🤖 AI Summary
This work proposes an Orthogonal Approximate Message Passing (OAMP) algorithm for signal estimation in rectangular spiked matrix models corrupted by general rotationally invariant noise. The method establishes a flexible OAMP framework applicable to arbitrary rotationally invariant noise distributions, derives an optimal variant that minimizes the mean squared error at each iteration, and develops a rigorous state evolution theory to precisely characterize its high-dimensional dynamics. In the special case of Gaussian noise, the fixed points of the proposed algorithm coincide with those of standard AMP. Under more general rotationally invariant noise, the algorithm achieves Bayes-optimal performance under certain conditions, demonstrating its potential for statistical optimality.
📝 Abstract
We propose an orthogonal approximate message passing (OAMP) algorithm for signal estimation in the rectangular spiked matrix model with general rotationally invariant (RI) noise.

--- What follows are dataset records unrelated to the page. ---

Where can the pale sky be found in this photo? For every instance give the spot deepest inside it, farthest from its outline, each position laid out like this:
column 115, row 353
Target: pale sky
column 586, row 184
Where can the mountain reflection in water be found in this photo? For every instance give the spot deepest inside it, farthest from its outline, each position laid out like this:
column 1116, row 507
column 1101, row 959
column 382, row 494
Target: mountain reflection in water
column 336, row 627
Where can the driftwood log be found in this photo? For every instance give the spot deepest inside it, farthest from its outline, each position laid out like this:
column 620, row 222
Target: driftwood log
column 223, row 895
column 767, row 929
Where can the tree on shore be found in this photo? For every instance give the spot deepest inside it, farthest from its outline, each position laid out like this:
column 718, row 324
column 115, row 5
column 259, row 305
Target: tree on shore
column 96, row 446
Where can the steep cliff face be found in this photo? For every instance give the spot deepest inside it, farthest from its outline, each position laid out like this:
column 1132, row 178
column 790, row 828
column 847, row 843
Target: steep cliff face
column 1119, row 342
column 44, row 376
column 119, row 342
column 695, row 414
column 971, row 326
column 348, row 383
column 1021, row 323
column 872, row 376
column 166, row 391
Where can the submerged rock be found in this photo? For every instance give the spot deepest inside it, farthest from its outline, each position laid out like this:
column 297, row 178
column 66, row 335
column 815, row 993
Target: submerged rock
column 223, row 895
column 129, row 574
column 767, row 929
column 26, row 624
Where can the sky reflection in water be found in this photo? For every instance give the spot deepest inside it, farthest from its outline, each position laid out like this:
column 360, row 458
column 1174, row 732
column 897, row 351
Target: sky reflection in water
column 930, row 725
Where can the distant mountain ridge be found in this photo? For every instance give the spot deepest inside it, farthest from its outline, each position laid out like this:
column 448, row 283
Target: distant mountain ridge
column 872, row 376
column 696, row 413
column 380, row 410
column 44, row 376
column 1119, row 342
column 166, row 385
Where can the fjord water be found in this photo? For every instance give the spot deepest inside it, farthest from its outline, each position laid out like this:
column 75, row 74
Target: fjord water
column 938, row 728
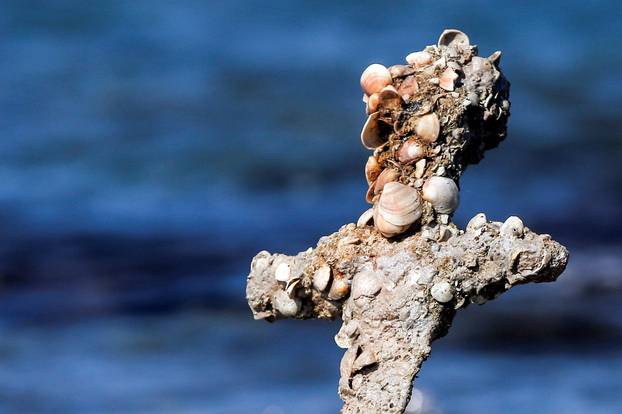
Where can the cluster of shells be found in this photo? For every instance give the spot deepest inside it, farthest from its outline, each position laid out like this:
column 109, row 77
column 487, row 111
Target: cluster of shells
column 427, row 120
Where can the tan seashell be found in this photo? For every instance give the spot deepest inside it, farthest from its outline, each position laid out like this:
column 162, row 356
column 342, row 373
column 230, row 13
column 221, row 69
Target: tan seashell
column 409, row 87
column 453, row 38
column 321, row 278
column 399, row 71
column 389, row 99
column 442, row 193
column 411, row 151
column 372, row 169
column 397, row 209
column 339, row 289
column 419, row 59
column 386, row 176
column 428, row 127
column 374, row 78
column 447, row 80
column 365, row 218
column 374, row 132
column 372, row 103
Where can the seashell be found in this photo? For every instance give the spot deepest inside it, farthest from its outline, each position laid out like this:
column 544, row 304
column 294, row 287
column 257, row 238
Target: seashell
column 447, row 80
column 409, row 87
column 374, row 78
column 428, row 127
column 365, row 218
column 420, row 168
column 478, row 221
column 453, row 38
column 285, row 305
column 366, row 359
column 374, row 132
column 495, row 58
column 397, row 209
column 442, row 193
column 366, row 283
column 411, row 151
column 339, row 289
column 389, row 98
column 442, row 292
column 419, row 59
column 372, row 169
column 386, row 176
column 282, row 272
column 371, row 192
column 321, row 278
column 372, row 103
column 512, row 227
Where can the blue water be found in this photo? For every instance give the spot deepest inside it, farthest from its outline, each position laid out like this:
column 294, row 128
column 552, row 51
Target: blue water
column 149, row 149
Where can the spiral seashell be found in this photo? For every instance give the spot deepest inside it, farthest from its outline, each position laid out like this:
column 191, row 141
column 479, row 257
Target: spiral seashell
column 453, row 38
column 398, row 208
column 374, row 78
column 411, row 151
column 512, row 227
column 442, row 193
column 386, row 176
column 419, row 59
column 428, row 127
column 374, row 132
column 372, row 169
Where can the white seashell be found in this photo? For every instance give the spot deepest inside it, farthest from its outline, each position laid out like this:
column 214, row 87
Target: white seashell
column 285, row 305
column 453, row 38
column 365, row 218
column 282, row 272
column 374, row 78
column 386, row 176
column 411, row 151
column 372, row 103
column 442, row 193
column 420, row 168
column 372, row 169
column 478, row 221
column 419, row 59
column 398, row 208
column 374, row 132
column 442, row 292
column 447, row 80
column 339, row 289
column 428, row 127
column 365, row 283
column 321, row 278
column 512, row 227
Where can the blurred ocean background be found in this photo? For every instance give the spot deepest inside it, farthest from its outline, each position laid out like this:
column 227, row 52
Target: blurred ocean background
column 150, row 148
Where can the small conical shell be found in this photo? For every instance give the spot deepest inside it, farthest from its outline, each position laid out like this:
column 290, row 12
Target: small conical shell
column 386, row 176
column 453, row 38
column 419, row 59
column 374, row 78
column 399, row 204
column 374, row 132
column 428, row 127
column 442, row 193
column 372, row 103
column 372, row 169
column 411, row 151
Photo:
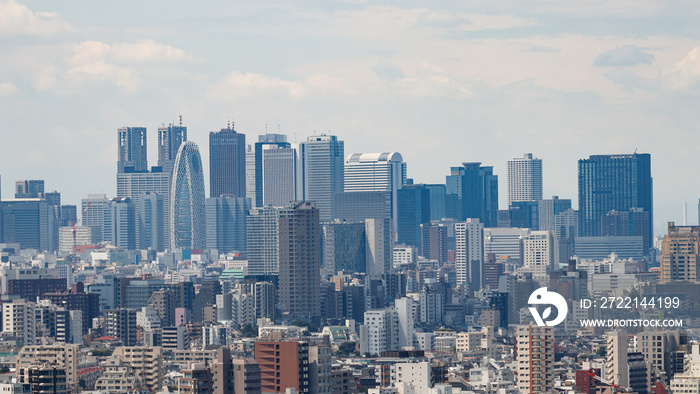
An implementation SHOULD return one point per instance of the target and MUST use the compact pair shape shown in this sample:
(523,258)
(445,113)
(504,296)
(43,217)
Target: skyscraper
(226,223)
(469,253)
(227,163)
(263,241)
(187,212)
(472,192)
(368,172)
(267,141)
(119,223)
(300,261)
(619,182)
(413,210)
(169,140)
(524,179)
(322,172)
(132,153)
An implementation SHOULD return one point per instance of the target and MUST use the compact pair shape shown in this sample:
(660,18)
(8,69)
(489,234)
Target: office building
(344,247)
(227,163)
(30,222)
(119,226)
(299,261)
(524,179)
(151,221)
(379,247)
(276,158)
(438,194)
(469,253)
(322,172)
(283,365)
(227,223)
(548,210)
(121,324)
(680,254)
(18,320)
(29,189)
(538,253)
(132,153)
(535,359)
(170,138)
(370,172)
(59,355)
(187,212)
(92,209)
(146,363)
(135,184)
(279,171)
(618,182)
(472,192)
(413,211)
(263,241)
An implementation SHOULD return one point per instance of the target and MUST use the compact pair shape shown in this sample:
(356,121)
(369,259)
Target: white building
(469,253)
(538,253)
(524,179)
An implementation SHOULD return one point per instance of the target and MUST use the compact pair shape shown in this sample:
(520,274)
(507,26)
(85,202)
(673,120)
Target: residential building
(227,163)
(524,179)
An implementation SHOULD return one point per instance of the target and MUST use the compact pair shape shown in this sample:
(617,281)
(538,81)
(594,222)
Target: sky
(441,82)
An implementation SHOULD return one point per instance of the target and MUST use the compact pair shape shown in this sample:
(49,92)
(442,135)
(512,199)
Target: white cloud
(236,85)
(8,89)
(18,19)
(685,75)
(147,51)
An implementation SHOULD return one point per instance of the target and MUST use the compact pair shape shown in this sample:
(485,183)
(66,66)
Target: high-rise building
(187,212)
(535,359)
(413,209)
(438,194)
(227,163)
(121,324)
(263,241)
(29,222)
(93,208)
(279,171)
(299,261)
(226,223)
(379,247)
(472,192)
(524,179)
(547,211)
(119,226)
(344,247)
(370,172)
(134,184)
(321,172)
(29,189)
(619,182)
(150,221)
(680,254)
(132,153)
(469,253)
(265,142)
(170,138)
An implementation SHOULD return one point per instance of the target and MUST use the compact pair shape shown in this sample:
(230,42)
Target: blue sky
(439,82)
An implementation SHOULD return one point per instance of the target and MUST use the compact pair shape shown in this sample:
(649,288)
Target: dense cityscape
(309,269)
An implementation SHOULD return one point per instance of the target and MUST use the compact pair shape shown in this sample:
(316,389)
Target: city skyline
(441,84)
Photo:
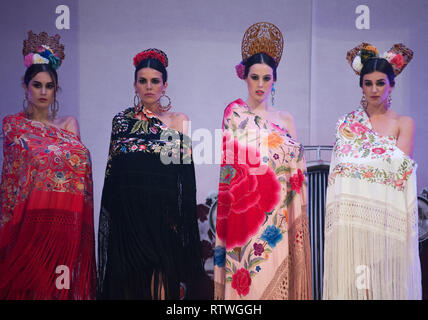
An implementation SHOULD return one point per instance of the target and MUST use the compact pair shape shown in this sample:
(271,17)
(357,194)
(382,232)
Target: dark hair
(378,64)
(34,69)
(154,64)
(260,58)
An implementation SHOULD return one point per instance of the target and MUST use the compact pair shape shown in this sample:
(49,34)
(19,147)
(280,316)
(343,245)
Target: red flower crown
(151,53)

We establish a rigorous state evolution that exactly characterizes the high-dimensional dynamics of the algorithm. Building on this framework, we derive an optimal variant of OAMP that minimizes the predicted mean-squared error at each iteration. For the special case of i.i.d. Gaussian noise, the fixed point of the proposed OAMP algorithm coincides with that of the standard AMP algorithm. For general RI noise models, we conjecture that the optimal OAMP algorithm is statistically optimal within a broad class of iterative methods, and achieves Bayes-optimal performance in certain regimes.